The document is supposed to include rules the government plans to abide by as it goes about implementing some of its throne speech promises, such as national child care, but won’t have a specific budget target like a declining debt-to-GDP ratio.
As Page points out in the article, published in “Policy” magazine, anchors remind governments they are not spending their own money, balance a natural political bias toward deficits instead of tax increases, and keep deficits from becoming uncontrollable.
He suggests the Liberals could try to keep the national debt between 46 and 50 per cent of the overall economy, and do so over a 10-year period. Page also suggests to that spending could go up by at most four per cent annually, with priority placed on measures that would help the economic recovery.

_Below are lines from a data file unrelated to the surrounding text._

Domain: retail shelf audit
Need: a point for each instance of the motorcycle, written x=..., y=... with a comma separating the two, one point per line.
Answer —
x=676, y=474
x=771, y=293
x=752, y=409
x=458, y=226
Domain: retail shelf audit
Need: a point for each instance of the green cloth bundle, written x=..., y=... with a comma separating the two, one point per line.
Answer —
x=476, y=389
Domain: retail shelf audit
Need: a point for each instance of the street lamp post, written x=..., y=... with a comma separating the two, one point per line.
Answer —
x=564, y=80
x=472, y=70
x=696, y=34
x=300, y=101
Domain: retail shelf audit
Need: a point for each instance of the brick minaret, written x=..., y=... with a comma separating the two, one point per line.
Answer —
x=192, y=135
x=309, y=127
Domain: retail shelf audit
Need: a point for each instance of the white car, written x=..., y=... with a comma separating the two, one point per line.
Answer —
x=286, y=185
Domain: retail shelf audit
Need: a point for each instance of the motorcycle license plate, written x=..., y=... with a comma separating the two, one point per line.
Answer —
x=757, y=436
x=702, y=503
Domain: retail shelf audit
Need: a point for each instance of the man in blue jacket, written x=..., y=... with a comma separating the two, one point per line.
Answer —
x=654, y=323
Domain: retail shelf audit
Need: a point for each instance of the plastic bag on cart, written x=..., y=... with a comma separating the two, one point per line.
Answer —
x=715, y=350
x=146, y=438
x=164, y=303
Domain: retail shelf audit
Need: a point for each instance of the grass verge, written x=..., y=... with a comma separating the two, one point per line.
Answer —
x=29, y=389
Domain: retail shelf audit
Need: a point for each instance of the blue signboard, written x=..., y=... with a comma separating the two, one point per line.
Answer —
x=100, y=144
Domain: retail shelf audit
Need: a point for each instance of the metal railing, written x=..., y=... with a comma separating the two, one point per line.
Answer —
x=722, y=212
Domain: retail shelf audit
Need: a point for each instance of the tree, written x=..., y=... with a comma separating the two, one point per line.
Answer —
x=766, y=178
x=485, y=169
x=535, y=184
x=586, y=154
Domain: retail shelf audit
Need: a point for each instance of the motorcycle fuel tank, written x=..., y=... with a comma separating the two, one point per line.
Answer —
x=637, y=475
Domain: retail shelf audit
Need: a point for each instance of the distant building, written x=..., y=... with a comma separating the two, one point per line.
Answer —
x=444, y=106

“The government has argued that this is not the time to set a medium-term fiscal anchor. We say it is time to open debate,” Page said in an email.
The baseline scenario he and former PBO official Mostafa Askari produce, basing calculations on work of the current parliamentary budget office, suggest the base deficit could be $42.9 billion in 2027 and $36.9 billion in 2030.
The national debt would top $1.5 trillion by the end of the decade and the debt-to-GDP ratio would fall to 46.2 per cent from 47.8 per cent this year. Last year, before the pandemic, the ratio was 31 per cent.
The scenario is what Page and Askara describe as a “relatively disciplined fiscal framework,” but one without room for the Liberals’ throne speech promises.